My stress level is really high. I'm hoping this will give me lots of creative energy to draw from. Yeah yeah, I know, stress usually kills the muse, but I killed my muse and ate her a long time ago, so I'm on my own anyway.
Stress has given me fun dreams, including one last night where I'd started taking fencing lessons from my kids' instructor in a huge underground gym that was partially sectioned off for tennis. In the dream I was super flexible. I could do full splits and lay my body flat against my leg at the same time. I woke up all inspired to work out rather than write, but I'll manage to manipulate that energy over to writing somehow.

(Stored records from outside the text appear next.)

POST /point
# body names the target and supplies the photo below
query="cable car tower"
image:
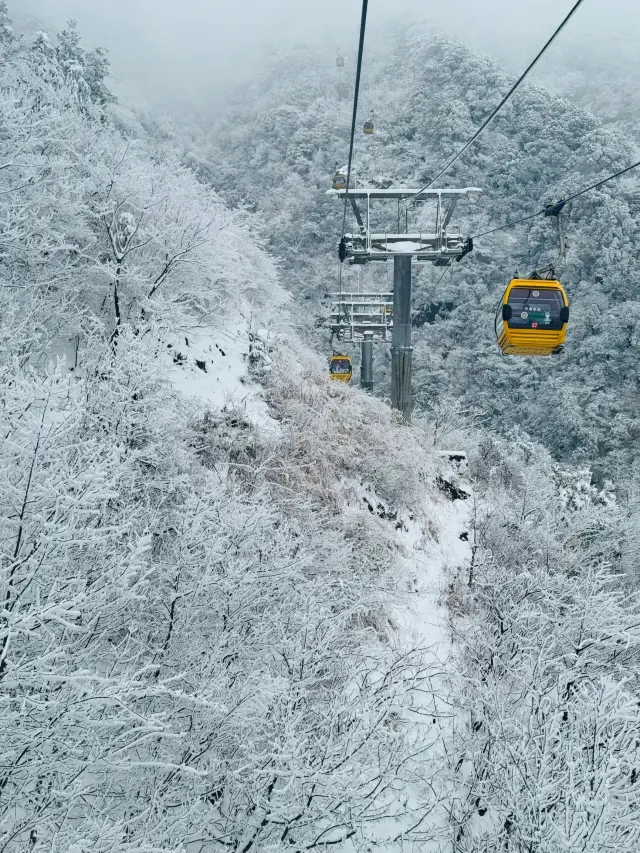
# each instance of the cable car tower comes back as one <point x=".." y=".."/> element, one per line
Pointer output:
<point x="367" y="317"/>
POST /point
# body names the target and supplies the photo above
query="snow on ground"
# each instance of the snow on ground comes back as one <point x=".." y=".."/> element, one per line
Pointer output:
<point x="211" y="363"/>
<point x="433" y="540"/>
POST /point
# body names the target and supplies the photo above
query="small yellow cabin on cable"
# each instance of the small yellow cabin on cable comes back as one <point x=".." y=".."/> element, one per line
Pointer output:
<point x="340" y="368"/>
<point x="532" y="318"/>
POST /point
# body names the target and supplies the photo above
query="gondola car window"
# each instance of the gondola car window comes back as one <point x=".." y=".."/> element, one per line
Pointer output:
<point x="535" y="308"/>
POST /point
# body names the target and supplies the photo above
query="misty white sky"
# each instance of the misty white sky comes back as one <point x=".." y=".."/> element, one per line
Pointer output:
<point x="170" y="49"/>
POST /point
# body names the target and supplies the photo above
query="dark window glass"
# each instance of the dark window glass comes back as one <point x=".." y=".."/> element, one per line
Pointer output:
<point x="535" y="308"/>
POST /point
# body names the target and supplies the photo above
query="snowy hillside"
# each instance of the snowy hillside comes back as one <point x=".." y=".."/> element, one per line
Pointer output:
<point x="276" y="151"/>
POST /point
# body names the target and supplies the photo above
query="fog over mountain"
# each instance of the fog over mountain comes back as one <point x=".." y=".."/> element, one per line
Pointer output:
<point x="246" y="606"/>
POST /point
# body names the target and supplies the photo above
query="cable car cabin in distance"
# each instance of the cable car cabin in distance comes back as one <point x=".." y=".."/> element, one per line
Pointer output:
<point x="340" y="368"/>
<point x="532" y="318"/>
<point x="339" y="181"/>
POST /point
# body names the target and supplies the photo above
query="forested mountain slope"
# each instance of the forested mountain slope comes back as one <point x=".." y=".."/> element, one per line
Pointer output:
<point x="244" y="608"/>
<point x="276" y="152"/>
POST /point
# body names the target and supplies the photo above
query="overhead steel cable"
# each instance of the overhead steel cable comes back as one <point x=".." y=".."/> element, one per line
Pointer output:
<point x="363" y="24"/>
<point x="502" y="102"/>
<point x="561" y="203"/>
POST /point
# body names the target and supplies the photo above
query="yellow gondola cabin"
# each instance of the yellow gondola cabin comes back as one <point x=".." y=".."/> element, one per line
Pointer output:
<point x="340" y="368"/>
<point x="339" y="181"/>
<point x="532" y="318"/>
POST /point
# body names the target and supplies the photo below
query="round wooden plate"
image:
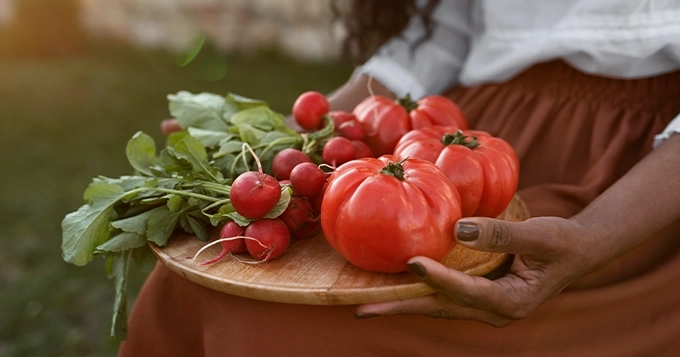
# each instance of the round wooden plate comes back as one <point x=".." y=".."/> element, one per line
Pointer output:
<point x="312" y="273"/>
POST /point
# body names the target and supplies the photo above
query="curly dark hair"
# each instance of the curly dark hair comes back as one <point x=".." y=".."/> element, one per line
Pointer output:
<point x="369" y="23"/>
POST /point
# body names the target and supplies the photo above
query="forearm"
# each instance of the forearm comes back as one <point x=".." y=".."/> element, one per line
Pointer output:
<point x="354" y="91"/>
<point x="641" y="204"/>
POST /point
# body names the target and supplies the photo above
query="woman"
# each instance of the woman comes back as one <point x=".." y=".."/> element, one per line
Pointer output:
<point x="583" y="90"/>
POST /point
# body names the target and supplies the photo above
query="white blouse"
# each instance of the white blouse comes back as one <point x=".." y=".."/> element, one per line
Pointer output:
<point x="492" y="40"/>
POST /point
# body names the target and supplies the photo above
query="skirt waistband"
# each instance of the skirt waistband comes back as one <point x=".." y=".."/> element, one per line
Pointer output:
<point x="644" y="94"/>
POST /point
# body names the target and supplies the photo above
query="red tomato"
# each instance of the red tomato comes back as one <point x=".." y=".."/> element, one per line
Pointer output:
<point x="378" y="213"/>
<point x="385" y="120"/>
<point x="309" y="109"/>
<point x="484" y="169"/>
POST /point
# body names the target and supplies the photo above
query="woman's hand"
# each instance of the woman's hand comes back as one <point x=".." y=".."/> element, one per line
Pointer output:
<point x="550" y="254"/>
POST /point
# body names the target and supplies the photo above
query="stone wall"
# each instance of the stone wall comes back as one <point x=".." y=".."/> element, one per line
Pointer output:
<point x="300" y="28"/>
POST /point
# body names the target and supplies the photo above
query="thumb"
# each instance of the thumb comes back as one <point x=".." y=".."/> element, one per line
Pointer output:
<point x="493" y="235"/>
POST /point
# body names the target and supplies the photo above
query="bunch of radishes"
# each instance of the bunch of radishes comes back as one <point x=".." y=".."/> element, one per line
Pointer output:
<point x="254" y="194"/>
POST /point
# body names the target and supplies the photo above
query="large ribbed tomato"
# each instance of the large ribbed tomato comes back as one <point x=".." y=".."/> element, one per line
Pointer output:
<point x="378" y="213"/>
<point x="385" y="120"/>
<point x="484" y="169"/>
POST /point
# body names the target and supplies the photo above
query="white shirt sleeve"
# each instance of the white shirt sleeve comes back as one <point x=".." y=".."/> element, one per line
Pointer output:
<point x="672" y="128"/>
<point x="435" y="64"/>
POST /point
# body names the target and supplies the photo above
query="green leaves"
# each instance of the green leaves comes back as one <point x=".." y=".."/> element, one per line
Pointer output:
<point x="205" y="110"/>
<point x="183" y="187"/>
<point x="88" y="227"/>
<point x="141" y="153"/>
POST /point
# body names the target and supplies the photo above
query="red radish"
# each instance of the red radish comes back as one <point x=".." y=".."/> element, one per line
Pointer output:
<point x="254" y="193"/>
<point x="270" y="238"/>
<point x="339" y="117"/>
<point x="234" y="245"/>
<point x="285" y="161"/>
<point x="337" y="151"/>
<point x="352" y="130"/>
<point x="309" y="109"/>
<point x="300" y="218"/>
<point x="361" y="149"/>
<point x="307" y="179"/>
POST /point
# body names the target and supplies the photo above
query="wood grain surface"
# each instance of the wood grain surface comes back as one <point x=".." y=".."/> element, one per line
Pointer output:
<point x="312" y="273"/>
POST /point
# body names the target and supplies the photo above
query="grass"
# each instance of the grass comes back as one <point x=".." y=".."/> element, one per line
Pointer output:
<point x="66" y="119"/>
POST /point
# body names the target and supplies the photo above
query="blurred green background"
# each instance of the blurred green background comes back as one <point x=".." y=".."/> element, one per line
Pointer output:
<point x="69" y="102"/>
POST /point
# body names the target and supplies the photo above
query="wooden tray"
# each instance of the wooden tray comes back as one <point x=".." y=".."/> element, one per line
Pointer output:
<point x="312" y="273"/>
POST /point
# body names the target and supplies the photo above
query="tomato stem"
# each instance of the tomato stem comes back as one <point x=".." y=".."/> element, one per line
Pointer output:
<point x="408" y="103"/>
<point x="395" y="169"/>
<point x="458" y="138"/>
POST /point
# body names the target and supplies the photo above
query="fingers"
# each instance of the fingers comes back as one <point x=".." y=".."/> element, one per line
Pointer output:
<point x="170" y="126"/>
<point x="508" y="297"/>
<point x="534" y="237"/>
<point x="434" y="305"/>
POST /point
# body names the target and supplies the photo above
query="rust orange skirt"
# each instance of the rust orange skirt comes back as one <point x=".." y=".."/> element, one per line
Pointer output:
<point x="575" y="135"/>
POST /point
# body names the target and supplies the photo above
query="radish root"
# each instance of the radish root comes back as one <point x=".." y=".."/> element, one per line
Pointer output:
<point x="224" y="253"/>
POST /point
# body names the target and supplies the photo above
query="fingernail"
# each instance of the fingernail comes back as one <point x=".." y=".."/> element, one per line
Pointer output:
<point x="467" y="231"/>
<point x="364" y="316"/>
<point x="417" y="269"/>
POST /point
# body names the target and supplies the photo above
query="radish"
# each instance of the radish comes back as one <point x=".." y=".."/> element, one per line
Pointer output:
<point x="231" y="241"/>
<point x="254" y="193"/>
<point x="337" y="151"/>
<point x="269" y="238"/>
<point x="307" y="179"/>
<point x="309" y="109"/>
<point x="300" y="217"/>
<point x="285" y="161"/>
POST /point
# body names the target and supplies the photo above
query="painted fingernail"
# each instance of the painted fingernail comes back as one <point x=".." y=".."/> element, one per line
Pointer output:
<point x="417" y="269"/>
<point x="364" y="316"/>
<point x="467" y="231"/>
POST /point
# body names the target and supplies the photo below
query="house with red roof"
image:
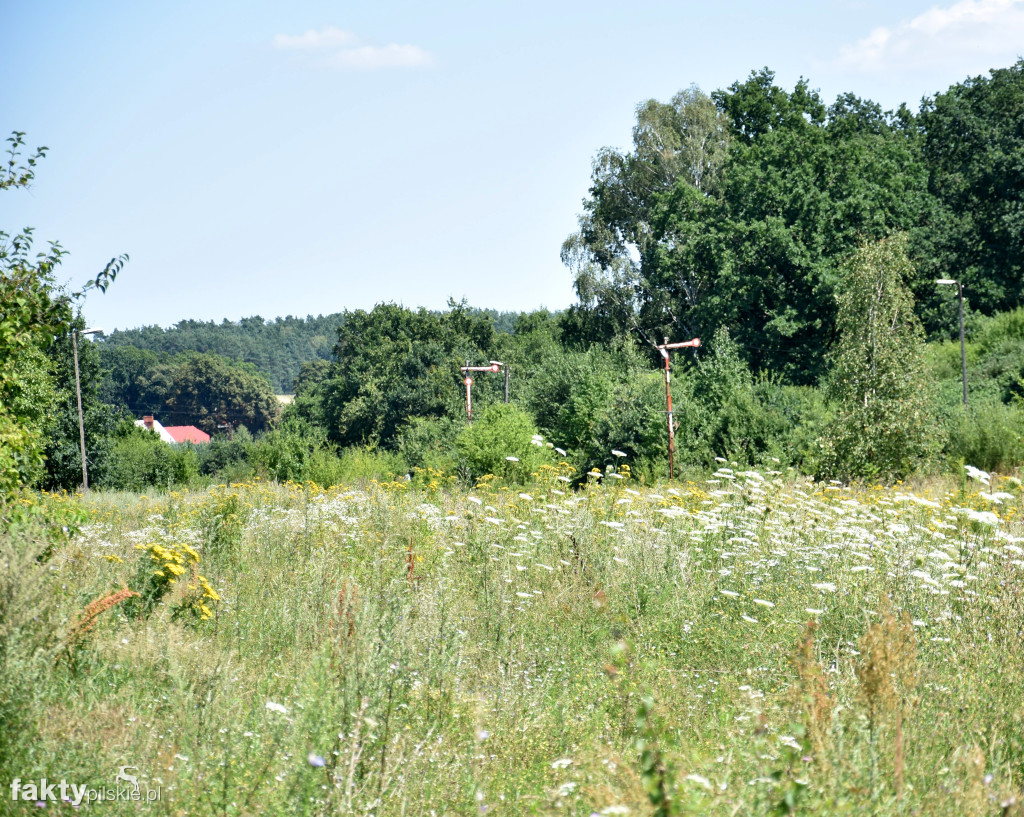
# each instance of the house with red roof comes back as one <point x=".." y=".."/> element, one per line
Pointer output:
<point x="187" y="434"/>
<point x="173" y="434"/>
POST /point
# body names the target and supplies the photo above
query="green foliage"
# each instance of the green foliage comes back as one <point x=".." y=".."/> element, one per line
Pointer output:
<point x="139" y="460"/>
<point x="211" y="392"/>
<point x="429" y="442"/>
<point x="883" y="426"/>
<point x="974" y="146"/>
<point x="393" y="363"/>
<point x="62" y="452"/>
<point x="226" y="457"/>
<point x="502" y="431"/>
<point x="593" y="401"/>
<point x="32" y="312"/>
<point x="796" y="185"/>
<point x="988" y="434"/>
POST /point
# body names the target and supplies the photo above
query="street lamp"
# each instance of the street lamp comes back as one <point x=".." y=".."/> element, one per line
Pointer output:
<point x="78" y="391"/>
<point x="960" y="294"/>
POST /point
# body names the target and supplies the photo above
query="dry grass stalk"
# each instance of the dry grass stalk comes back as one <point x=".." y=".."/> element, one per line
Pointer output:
<point x="887" y="674"/>
<point x="94" y="609"/>
<point x="811" y="691"/>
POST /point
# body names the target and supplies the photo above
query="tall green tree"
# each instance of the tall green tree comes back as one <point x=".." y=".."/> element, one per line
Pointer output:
<point x="796" y="185"/>
<point x="212" y="392"/>
<point x="974" y="145"/>
<point x="62" y="452"/>
<point x="637" y="268"/>
<point x="33" y="311"/>
<point x="883" y="426"/>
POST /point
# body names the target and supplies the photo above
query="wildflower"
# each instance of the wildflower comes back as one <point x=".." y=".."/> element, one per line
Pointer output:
<point x="978" y="474"/>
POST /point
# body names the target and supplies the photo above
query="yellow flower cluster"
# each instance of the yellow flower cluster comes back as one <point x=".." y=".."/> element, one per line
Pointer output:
<point x="172" y="562"/>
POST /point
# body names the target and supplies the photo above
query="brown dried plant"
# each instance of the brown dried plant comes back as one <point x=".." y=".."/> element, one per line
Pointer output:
<point x="88" y="617"/>
<point x="887" y="676"/>
<point x="810" y="693"/>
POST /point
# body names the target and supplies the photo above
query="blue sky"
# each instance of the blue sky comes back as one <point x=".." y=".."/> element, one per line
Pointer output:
<point x="306" y="158"/>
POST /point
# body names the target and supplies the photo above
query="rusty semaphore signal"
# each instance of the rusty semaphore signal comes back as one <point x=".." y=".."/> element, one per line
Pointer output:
<point x="665" y="348"/>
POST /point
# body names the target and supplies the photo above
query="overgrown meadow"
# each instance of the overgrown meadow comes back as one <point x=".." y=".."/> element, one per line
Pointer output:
<point x="755" y="643"/>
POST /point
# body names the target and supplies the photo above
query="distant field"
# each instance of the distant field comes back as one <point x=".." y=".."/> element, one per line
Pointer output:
<point x="755" y="644"/>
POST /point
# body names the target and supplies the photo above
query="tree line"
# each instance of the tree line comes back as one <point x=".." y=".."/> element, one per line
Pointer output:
<point x="800" y="241"/>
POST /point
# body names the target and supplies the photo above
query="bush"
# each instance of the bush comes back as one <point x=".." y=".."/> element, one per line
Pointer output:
<point x="360" y="464"/>
<point x="227" y="459"/>
<point x="429" y="442"/>
<point x="987" y="434"/>
<point x="138" y="460"/>
<point x="883" y="425"/>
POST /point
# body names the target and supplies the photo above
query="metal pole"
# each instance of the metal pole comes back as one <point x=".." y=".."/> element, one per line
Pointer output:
<point x="81" y="418"/>
<point x="960" y="292"/>
<point x="672" y="430"/>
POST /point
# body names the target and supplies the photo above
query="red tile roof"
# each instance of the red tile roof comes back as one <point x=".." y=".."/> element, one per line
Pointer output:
<point x="187" y="434"/>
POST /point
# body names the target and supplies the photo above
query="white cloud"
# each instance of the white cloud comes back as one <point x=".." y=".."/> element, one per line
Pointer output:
<point x="341" y="49"/>
<point x="975" y="33"/>
<point x="328" y="37"/>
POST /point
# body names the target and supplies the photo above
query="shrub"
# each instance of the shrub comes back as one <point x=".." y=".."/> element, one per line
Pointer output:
<point x="883" y="426"/>
<point x="429" y="442"/>
<point x="359" y="464"/>
<point x="503" y="431"/>
<point x="988" y="434"/>
<point x="138" y="460"/>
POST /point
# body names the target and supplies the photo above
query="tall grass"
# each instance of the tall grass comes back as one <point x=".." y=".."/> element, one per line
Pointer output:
<point x="751" y="644"/>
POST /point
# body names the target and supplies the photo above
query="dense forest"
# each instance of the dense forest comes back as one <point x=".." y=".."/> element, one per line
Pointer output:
<point x="803" y="242"/>
<point x="278" y="348"/>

The icy wind pushes cars around on the freeways and the wind chill is pretty interesting. We're dried out, parched even, and what little standing moisture we have near our house is frozen solid. It's easy to forget to drink water in this weather--the sensation of thirst is suppressed--so I plan on keeping water and tea near at hand while I write.
Ice, a fire in the hearth, tea and big dogs curled up in the living room. Sounds like a cozy winter. The only thing that keeps it from being a completely classic moment is that I'm working on a laptop rather than being curled around a book right now. Later. I've got some books I'm really looking forward to: Oxygen, The Forever War, Machete Season, The Company, some history books relevant to the Masks time period, and Chosen by a Horse which promises to tug on all the heartstrings I've got attached to mustangs. Reading and writing. It's a good life, but if I had a holiday wish, I'd wish for gainful employment that has health insurance benefits. Well, I take that back. I'd wish for a great future of health and happiness for my kids. I can handle a challenge or three.
Or maybe they could stand for challenges too.
I don't know! Fine. No wishes. It's too complicated. Have a Happy New Year. I'll see y'all on the other side of December 31, 11:59, if not sooner.